In other words, the competition already pools funds from within its industry to facilitate research and development of its technologies; we can follow suit and advance asphalt technologies with CAPRI. During the months of June and July, organizers introduced the concept to potential stakeholders with the goals of funding the consortium (Solicitation Number 1533 at TPF) and of assembling its executive committee in September.
The mission of CAPRI appears to be two-fold at this time. Organizers wish to
- Identify research & implementation needs & priorities; and
- Work with the AASHTO Committee on Materials and Pavements (COMP) to facilitate changes in specifications and procedures coming up.

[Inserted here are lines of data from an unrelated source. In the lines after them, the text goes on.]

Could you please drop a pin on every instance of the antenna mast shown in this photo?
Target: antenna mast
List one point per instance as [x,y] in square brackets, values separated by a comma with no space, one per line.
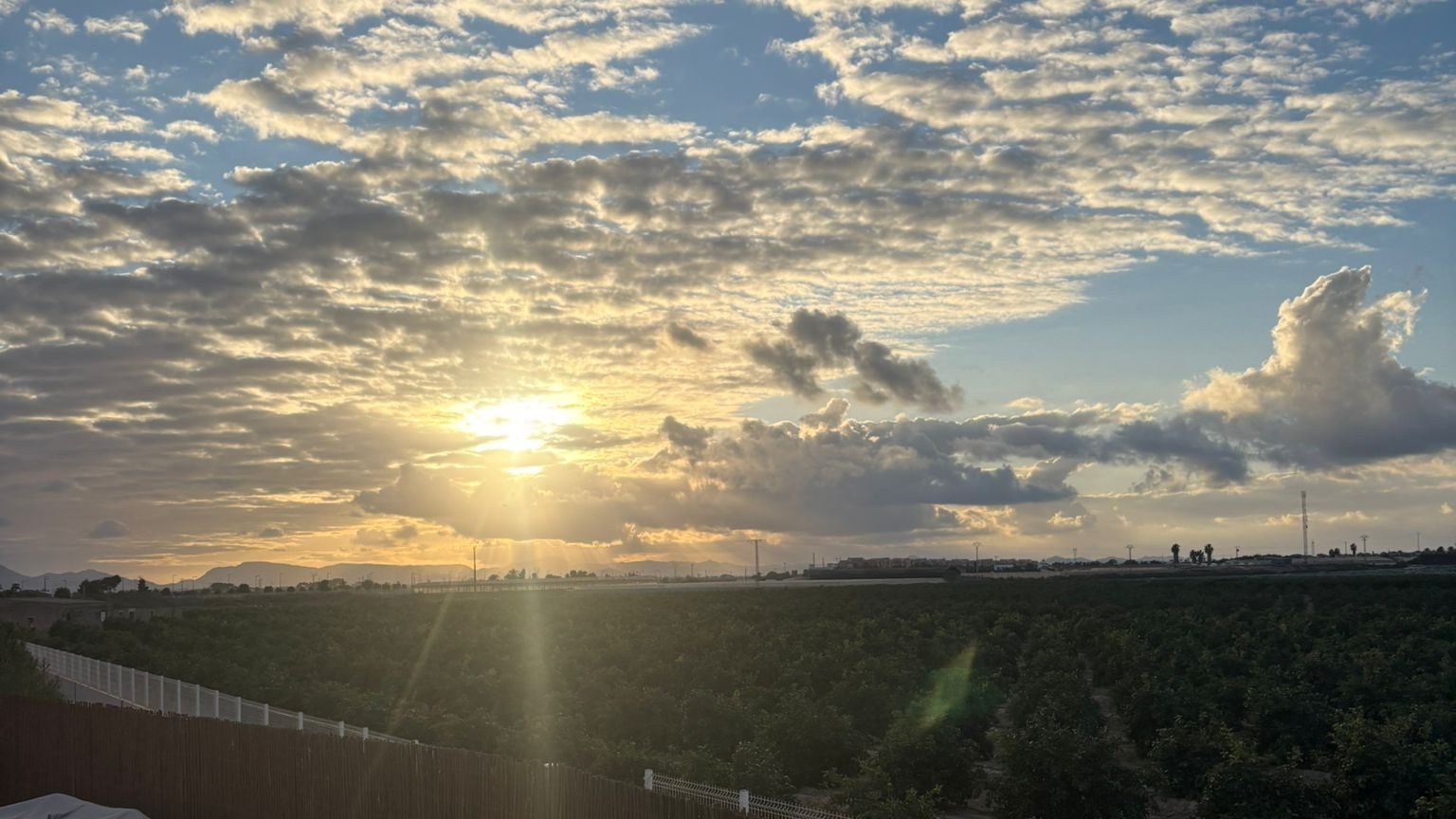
[1303,516]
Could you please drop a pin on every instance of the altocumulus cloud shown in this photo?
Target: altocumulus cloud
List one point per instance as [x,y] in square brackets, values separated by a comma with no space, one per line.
[109,529]
[814,339]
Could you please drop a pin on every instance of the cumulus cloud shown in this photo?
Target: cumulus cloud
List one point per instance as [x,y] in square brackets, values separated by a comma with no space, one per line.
[1333,391]
[109,529]
[122,27]
[812,339]
[49,19]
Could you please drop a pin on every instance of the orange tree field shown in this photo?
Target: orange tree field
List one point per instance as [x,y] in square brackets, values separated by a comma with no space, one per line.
[1312,697]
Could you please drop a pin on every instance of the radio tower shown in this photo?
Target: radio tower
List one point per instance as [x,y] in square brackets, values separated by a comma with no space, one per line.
[1303,519]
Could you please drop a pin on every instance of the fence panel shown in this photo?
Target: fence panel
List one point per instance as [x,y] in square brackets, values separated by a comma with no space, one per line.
[152,693]
[173,767]
[737,802]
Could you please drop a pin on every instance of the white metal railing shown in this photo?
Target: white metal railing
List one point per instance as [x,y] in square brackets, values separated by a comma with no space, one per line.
[740,800]
[154,693]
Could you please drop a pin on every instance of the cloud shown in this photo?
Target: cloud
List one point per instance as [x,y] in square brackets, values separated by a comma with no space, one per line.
[1187,441]
[814,338]
[109,529]
[124,27]
[684,337]
[49,19]
[1333,391]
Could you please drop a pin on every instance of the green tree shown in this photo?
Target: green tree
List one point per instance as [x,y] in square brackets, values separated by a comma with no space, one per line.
[1246,789]
[1187,751]
[1383,768]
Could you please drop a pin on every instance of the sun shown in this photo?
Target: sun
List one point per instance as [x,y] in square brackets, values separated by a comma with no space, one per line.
[518,425]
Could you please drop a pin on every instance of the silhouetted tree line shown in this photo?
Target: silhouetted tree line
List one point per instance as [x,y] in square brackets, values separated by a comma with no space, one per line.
[1311,699]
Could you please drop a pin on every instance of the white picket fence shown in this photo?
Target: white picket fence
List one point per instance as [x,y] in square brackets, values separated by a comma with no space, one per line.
[740,800]
[154,693]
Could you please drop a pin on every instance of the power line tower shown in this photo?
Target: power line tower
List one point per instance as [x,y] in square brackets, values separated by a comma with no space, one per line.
[1303,519]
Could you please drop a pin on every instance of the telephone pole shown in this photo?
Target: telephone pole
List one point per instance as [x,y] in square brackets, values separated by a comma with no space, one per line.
[1303,519]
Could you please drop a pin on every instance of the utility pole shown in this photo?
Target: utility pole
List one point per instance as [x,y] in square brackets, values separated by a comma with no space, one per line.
[1303,519]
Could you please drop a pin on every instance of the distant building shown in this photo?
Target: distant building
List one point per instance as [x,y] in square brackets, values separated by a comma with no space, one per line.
[44,612]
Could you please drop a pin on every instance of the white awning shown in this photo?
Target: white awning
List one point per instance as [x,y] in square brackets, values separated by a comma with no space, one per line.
[62,806]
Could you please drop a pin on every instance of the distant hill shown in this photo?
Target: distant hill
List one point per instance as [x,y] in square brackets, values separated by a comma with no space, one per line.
[291,574]
[54,579]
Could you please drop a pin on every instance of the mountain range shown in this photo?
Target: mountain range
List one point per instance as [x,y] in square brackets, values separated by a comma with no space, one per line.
[268,573]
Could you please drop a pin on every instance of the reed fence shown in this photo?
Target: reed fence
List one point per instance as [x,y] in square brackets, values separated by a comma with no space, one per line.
[173,767]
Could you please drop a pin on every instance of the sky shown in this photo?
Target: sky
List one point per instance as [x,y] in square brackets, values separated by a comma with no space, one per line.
[610,280]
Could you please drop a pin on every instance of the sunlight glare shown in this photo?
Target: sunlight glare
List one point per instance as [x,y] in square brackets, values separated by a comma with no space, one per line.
[518,425]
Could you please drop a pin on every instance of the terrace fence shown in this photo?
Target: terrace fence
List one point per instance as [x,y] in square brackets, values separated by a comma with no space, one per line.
[173,767]
[152,693]
[740,802]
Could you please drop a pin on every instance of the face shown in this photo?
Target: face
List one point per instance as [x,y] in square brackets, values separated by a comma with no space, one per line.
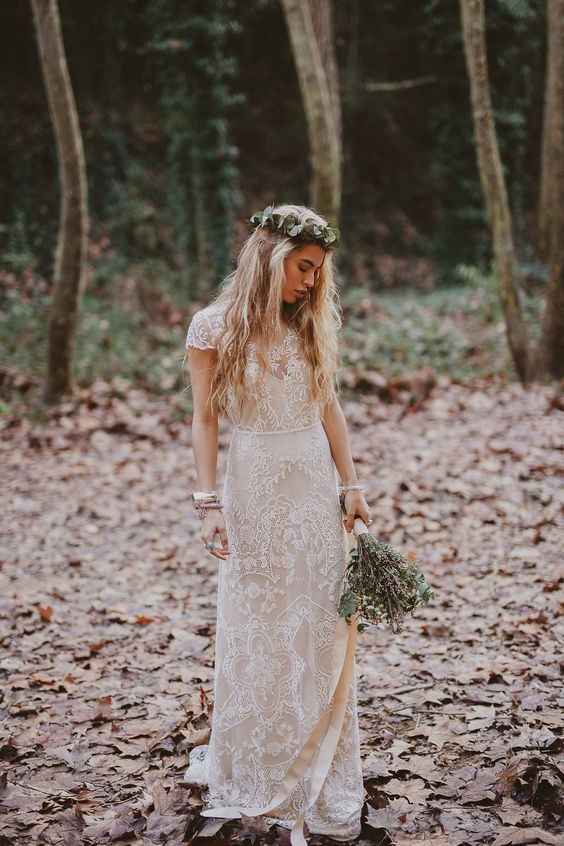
[301,267]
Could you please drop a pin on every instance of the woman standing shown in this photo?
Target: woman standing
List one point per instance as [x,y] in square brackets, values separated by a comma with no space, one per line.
[284,740]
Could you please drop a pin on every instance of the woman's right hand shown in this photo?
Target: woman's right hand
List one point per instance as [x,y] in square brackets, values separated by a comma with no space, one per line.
[213,528]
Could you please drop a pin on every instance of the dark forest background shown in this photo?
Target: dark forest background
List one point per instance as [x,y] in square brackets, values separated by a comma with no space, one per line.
[192,119]
[410,182]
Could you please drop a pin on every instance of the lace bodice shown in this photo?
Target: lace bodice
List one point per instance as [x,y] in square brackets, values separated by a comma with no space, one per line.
[277,401]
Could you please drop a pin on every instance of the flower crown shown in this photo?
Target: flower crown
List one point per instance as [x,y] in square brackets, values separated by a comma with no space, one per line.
[288,224]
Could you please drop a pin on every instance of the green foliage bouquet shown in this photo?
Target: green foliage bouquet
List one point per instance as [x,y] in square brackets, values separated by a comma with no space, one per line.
[380,583]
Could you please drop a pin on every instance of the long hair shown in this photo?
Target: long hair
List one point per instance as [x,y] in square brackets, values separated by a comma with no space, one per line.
[252,297]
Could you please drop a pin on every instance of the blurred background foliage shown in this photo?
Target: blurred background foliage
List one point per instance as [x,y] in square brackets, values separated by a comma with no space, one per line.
[192,119]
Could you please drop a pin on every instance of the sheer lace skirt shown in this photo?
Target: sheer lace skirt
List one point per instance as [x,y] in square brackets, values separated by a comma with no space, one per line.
[276,629]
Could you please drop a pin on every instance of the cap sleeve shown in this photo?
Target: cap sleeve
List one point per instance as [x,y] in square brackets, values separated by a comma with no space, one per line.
[203,330]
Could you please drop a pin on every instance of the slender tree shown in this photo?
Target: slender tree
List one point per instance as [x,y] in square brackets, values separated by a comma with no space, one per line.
[551,352]
[493,182]
[69,277]
[311,36]
[546,360]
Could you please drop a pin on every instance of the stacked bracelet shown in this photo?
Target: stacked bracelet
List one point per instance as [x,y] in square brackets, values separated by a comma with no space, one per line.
[204,500]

This consortium wishes to assist AASHTO in altering specs and procedures. That’s a heady goal. Even with research and technology driving the changes suggested to a governing entity, that’s a lot of power for one body to have. Luckily, the organizers are soliciting membership from all stakeholders, not just the rich and powerful ExxonMobils of the world.
Public sector (agency) participation is $10,000 per year base funding. Private sector participation is $6,000 annual dues per individual participant. This brings participation down to a level that smaller entities and DOTs with smaller budgets can afford, but it still gave me pause.
NCAT’s Randy West—who presented the webinar succinctly and without pressuring any of the attendees—suggested that the consortium would allow “smaller” entities to participate in research and proposals that the larger TRB- and NCHRP-funded studies were leaving behind.
He explained that NCHRP field performance inspections for previous research often study pavements or technologies for two years. “We’re missing out by not going back in 10 years,” he said. By monitoring early life, NCHRP offers early results, and that has merit; by monitoring later life, CAPRI can offer additional results. “We can learn so much more by going back,” West said.
CAPRI will look into “small” studies and investigate gaps in research; pick up the ball where NCHRP and TRB have passed over something that could or should have been explored further. They wish to foster implementation of practical research findings from any source.
Overall, I’m intrigued with the concept of CAPRI. I think we’re on the right track to get smaller, quick-and-easy research items out in the open, completed and ready for mass representation when they would have otherwise fallen through the cracks. This is a good goal. The price tag to vote on a project for development did catch me off guard at first.
In any industry, it makes sense that stakeholders should put their money where their mouth is. Maybe entrepreneurs who engineer solutions to solve specific problems in specific climates of the nation can lobby CAPRI members to take up their banner and press to test good ideas that would otherwise fall through the cracks. Or maybe $6,000 per year is not a difficult sum for an entrepreneur to come up with to participate. I’d like to hear your thoughts on the matter, and I’d like to see our industry rally behind CAPRI for advancing asphalt technologies.